Its been over a week since I debriefed the Overday. Here is the promised second half of the DND Role-playing adventure!
After passing the Druid Worthiness Tests, the party got the real news on what had been happening in this part of Frostreach. The leader of the Druids explained that they have little trust for Clan Bear’s ability to gather real information about the realm. In the eyes of the Druids, the Frost Giants and Orcs are not trying to unite. The Druids have information that suggest that the Frost Giants and Orcs could be negotiated with peacefully to avoid any further damage to the realm from war.
The Druids plan to send an emissary, one of their Shamans, to negotiate peace with both of the factions to the North. The problem is getting there. Even though the Druids control Cloud Step Ravine, and the Crossing, they cannot patrol the entire ravine. The players are informed that it is likely that rogue warmongering groups of Orcs will attack the crossing. Their job is in two parts: 1) Protect the Shaman at all costs and 2) Decide how they will do that.
The Ravine crossing is divided into three cable cars. Each car has an interior and a top that can be accessed via a ladder. The Shaman was at the front of the first car. The players had to decide, at the start, where each of their twelve group members would be placed to defend the cars and the Shaman.
After deciding, they loaded up into or on top of the tram and began the trek over the Cloud Step Ravine. The first half of the crossing was without incident. Then, they heard sounds from below and saw what looked like birds flying towards them.
They weren’t birds. They were giant bats carrying orogs (large orcs) in their talons. The orcs on the ravine below were attempting to use a unique mode of transportation to assault the cars where they were most vulnerable and could not be protected by the Druids. The combat was designed to have several challenges: 1) Every time a character missed a melee attack on top of the tram, they risked falling, 2) anytime the players tried to climb from the top to the bottom of a car, or jumped from car to car, they risked falling, 3) The bats would continue to drop off orogs until they were killed and 4) The bats could not be attacked unless the players were in the air (Manticore and someone riding on his back) or until they were a certain distance from the trams.
That sounds awesome, I know, but I messed it up right from the start by using the published stats of the bats. The Gamers recognized right away that the bats were the biggest threat and with only 22 hit points, the bats went down quick. I should have just made “super” bats with more hit points. I tried to mitigate this by having a bat that was about to die HURL an Orog at the cars. Some orogs made it, some didn’t. I sent in a second wave of bats and orogs, doubling what I had originally intended, to make a threat out of it.

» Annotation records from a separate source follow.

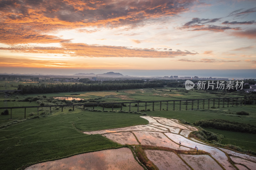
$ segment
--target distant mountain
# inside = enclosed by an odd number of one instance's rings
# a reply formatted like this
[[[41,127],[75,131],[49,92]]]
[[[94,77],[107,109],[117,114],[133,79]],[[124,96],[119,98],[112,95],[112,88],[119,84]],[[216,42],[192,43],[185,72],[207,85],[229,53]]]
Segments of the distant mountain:
[[[122,74],[119,73],[114,73],[114,72],[108,72],[107,73],[100,74],[98,74],[98,77],[113,77],[116,78],[119,77],[123,77],[124,75]]]
[[[96,77],[96,75],[94,73],[78,73],[74,74],[73,76],[92,76]]]

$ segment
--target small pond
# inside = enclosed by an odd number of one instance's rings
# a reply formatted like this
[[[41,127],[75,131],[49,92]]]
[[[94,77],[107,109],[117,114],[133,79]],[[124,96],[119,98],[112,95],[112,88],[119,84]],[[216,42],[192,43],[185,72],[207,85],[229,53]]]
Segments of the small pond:
[[[59,100],[80,100],[83,99],[81,98],[77,98],[77,97],[53,97],[54,99],[59,99]]]

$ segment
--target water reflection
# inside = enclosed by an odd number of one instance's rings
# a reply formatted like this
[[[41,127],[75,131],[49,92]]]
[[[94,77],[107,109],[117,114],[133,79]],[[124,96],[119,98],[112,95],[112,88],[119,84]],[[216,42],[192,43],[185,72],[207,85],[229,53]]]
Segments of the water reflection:
[[[73,97],[53,97],[53,98],[56,99],[59,99],[60,100],[64,100],[65,99],[67,100],[72,100],[74,99],[75,100],[80,100],[81,99],[81,99],[81,98]]]

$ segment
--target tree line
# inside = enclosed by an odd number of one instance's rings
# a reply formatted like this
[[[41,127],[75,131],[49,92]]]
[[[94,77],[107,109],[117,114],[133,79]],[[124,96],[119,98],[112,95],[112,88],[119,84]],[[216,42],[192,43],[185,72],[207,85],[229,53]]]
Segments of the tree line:
[[[156,83],[83,83],[19,85],[17,90],[23,94],[50,93],[58,92],[118,90],[142,88],[162,87],[164,84]]]

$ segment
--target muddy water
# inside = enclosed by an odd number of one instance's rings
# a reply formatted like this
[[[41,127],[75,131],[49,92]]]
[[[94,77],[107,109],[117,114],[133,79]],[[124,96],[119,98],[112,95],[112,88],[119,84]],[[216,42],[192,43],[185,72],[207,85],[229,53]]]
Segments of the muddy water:
[[[110,149],[75,155],[54,161],[39,163],[26,170],[144,170],[127,148]]]
[[[165,130],[146,125],[138,125],[126,128],[115,128],[96,131],[83,132],[85,134],[104,134],[109,133],[115,133],[124,131],[132,131],[134,130],[145,130],[156,132],[167,132]]]
[[[243,165],[239,164],[235,164],[235,165],[238,168],[239,170],[248,170],[248,169]]]
[[[192,132],[192,130],[182,130],[180,134],[182,136],[184,136],[186,137],[188,137],[188,135],[190,133],[190,132]]]
[[[227,170],[236,169],[228,161],[228,158],[222,151],[218,149],[207,145],[201,144],[190,140],[179,135],[171,133],[165,133],[169,138],[178,142],[180,141],[181,145],[195,148],[196,145],[199,150],[202,150],[210,153],[215,159],[220,163]]]
[[[224,149],[220,148],[219,148],[224,152],[226,152],[229,155],[232,155],[236,157],[240,157],[244,159],[248,159],[249,160],[256,162],[256,157],[255,156],[249,155],[246,155],[246,154],[243,154],[243,153],[237,153],[237,152],[234,152],[226,149]]]
[[[175,144],[161,132],[145,131],[133,132],[142,145],[163,146],[183,151],[192,150]]]
[[[145,151],[148,158],[159,169],[191,169],[180,157],[173,152],[157,150],[146,150]]]
[[[180,154],[180,155],[194,169],[223,169],[214,159],[208,155]]]
[[[170,126],[173,126],[174,127],[176,127],[182,129],[184,130],[190,130],[186,126],[181,125],[180,124],[178,123],[177,122],[173,121],[170,119],[156,119],[161,124],[163,124]]]
[[[59,99],[59,100],[81,100],[83,99],[81,98],[77,98],[77,97],[53,97],[54,99]]]
[[[139,144],[133,134],[131,132],[107,133],[103,135],[110,139],[121,144]]]
[[[251,169],[256,169],[256,163],[238,157],[231,156],[230,157],[232,160],[237,164],[244,165]]]
[[[140,116],[140,117],[148,120],[149,122],[149,125],[153,125],[155,126],[157,126],[159,127],[163,127],[165,128],[169,129],[170,132],[172,133],[174,133],[177,134],[179,133],[179,132],[180,132],[180,129],[177,127],[170,126],[166,125],[159,123],[157,122],[157,121],[156,121],[156,120],[152,118],[153,117],[151,117],[149,116]]]

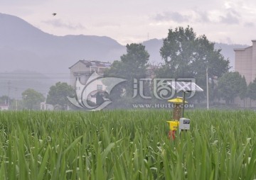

The players had some really cool ideas during this encounter. Some highlights include: 1) Dominick casting an illusion on the Shaman to hide him in case any Orog got into the car. This turned out to be critical because I did get one in there and he was confused long enough for Dominick and some other players to take him out, 2) Sandy throwing spears at Orogs that were hurled at the cars, one of which provided sufficient force to prevent him from actually reaching the cart, 3) Heaven and Candace taking advantage of some fire-bomb acorns that they got in the forest, 4) Josh picking up an Orog to hurl him off a car and 5) Liam returning with his long time PC in our game to make a cameo appearance.
Liam did a good job running support. I basically pulled all 12 players into one group around a sheet of paper with a drawing of the three cars.
I divided the twelve players into initiative “groups” (High, average, low) to make it more manageable and then we took turns starting with different people in each group each round to give it a little variety. Liam did all of the attacks for the enemies. I handled positioning and hit points. Liam did not care for the fact that no characters died, but I’m not about to suck the fun out of the game just for the sake of challenge. Most of our players are just developing their RPG experiences and they need to see it as an enjoyable endeavor at all times. Candace did take a huge hit from an Orog and dropped unconscious, but she was quickly revived by a teammate. So, the threat of character death was always there. There were all kinds of DC 5 Dex checks that needed to be made to avoid falling into the Ravine as well.
After the players repelled the Orog threat, they made it to the other side and each received an uncommon magical item as a reward from the Druids. This marks the first time that I’m bringing magic items into the game because I want it to be mysterious and powerful to players. These prizes ranged from +1 weapons (just a few) to interesting pieces of kit like Boots of Elvenkind or Bags of Tricks.
Any player who had not won a dice set early got one from the pool as well so that everyone has dice to play with moving forward. It was an awesome time.
We wrapped up the Overday with clean up, which went smoothly. I was exhausted from the amount of mental effort I had expended that day but Grayson did a great job, as always, with coordinating the clean up. Qapla’!